There is no foundation in the speculation (page 105) that
"many hundreds of millions of people" have been
eating GM foods or GM-fed animals "for up to seven years
with no substantiated adverse effects reported". We might
just as easily quote the statistic that in the same period
that GM food has been eaten, food-related incidents in the
US have doubled and, as such, might point the finger at the
novel foods. Neither of these statements is proof of anything.
However, we do know that there has been no monitoring programme
conducted in the United States and food is not labelled for
GM content.
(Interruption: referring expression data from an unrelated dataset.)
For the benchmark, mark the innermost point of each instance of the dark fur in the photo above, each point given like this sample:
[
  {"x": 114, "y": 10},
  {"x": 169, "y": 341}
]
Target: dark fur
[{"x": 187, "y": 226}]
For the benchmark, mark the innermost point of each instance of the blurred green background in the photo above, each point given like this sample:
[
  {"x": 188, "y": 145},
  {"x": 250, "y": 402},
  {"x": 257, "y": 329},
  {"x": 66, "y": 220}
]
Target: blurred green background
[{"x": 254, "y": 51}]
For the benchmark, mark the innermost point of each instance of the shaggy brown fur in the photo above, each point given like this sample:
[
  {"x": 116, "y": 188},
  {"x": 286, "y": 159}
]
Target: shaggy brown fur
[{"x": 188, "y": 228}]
What has been reported and peer-reviewed is that
scientists at the Centres for Disease Control in the US found
that between 1994 and 1999, foodborne illnesses increased
two to ten-fold. The precise causes are unknown. However,
as the first indication of possible harm from GM food might
translate as a stomach upset, this is unlikely to go reported
to doctors. Only time will tell who is right and wrong but
bear in mind that a sick animal/plant might appear to be substantially
equivalent to one that is not, but this is no proof of safety.
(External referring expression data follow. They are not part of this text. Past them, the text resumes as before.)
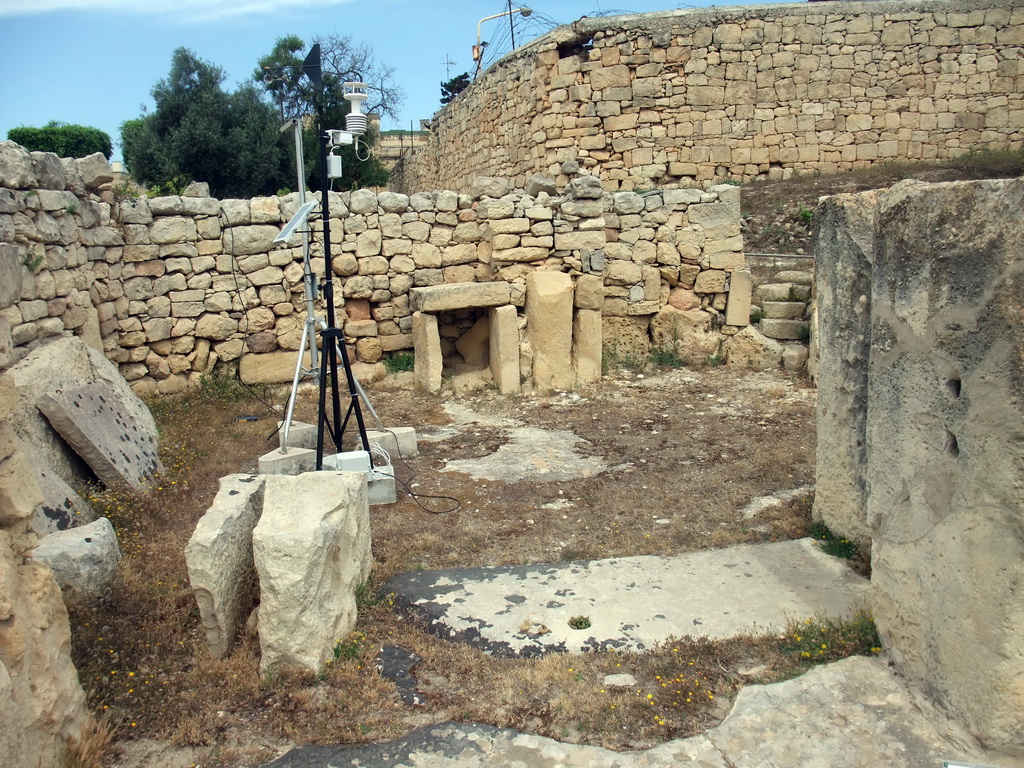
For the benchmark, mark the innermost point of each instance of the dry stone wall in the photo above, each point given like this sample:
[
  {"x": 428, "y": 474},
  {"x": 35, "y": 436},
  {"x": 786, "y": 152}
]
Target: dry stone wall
[
  {"x": 171, "y": 288},
  {"x": 683, "y": 97}
]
As there have been no (or few) toxicological studies conducted
on target and non-target species who might eat GM food/feed/plants,
one would suppose that those that have shown adverse impacts
might set the alarm bells ringing. We now have evidence that
transgenic materials are not broken down in processing and
cooking, nor are they destroyed by stomach acids, gene transfer
has taken place in human gut bacteria, transgenes have been
found in gut cells, bloodstream and the liver of mice, various
studies have shown inflammatory and necrotic changes in the
alimentary canal. Do we need to take any more risks when we
still don't understand how genes work?
The report states (page 24) that the "appropriate agriculture
for the UK" includes one that would "allow coexistence
of farming systems." On a case by case basis, it is clear
that some crops, notably oil seed rape, cannot co-exist by
virtue of the nature of the promiscuity of the plant, the
existence of wild brassicas and the proclivity of oil seed
rape to become a weed in its own right that produces seed
that can lie dormant for 10 years. So, can we be assured that
some GM crops might be banned?
So will GM bring "safer, nutritionally enhanced"
GM foods, or will it be hype like Vitamin A rice that contains
a minute amount of Vitamin A? We doubt it, but there are plenty
of safe and nutritionally enhanced non-GM foods that will.